Premier emploi : la crise pousse les salaires à  la baisse

Les rémunérations des lauréats provenant d’écoles étrangères oscillent entre 200 000 et 240 000 DH annuels bruts. En revanche, les salaires des lauréats d’écoles nationales peuvent parfois ne pas dépasser les 60 000 DH annuels bruts.
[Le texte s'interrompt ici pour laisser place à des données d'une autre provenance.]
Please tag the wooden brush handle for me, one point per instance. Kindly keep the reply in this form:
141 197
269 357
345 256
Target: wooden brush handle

Après plusieurs années d’euphorie, les salaires des débutants semblent retrouver des niveaux stables. «Les tendances des dernières enquêtes de rémunération montrent effectivement que les salaires, de manière générale, ne sont plus dans des fourchettes de 10 000 DH et plus mais plutôt à des niveaux plus bas partant de 4 000 DH nets», explique Houcine Berbou, directeur associé du cabinet LMS ORH. Dans ce contexte, les lauréats des écoles de commerce ou d’ingénieurs étrangères continuent de caracoler en tête du classement des meilleures rémunérations. Ainsi, les lauréats de ces écoles peuvent prétendre à des salaires compris entre 200 000 et 240 000 DH annuels bruts. Ils sont talonnés par les écoles marocaines type EHTP ou EMI, dont les salaires vont de 100 000 à 140 000 DH annuels bruts.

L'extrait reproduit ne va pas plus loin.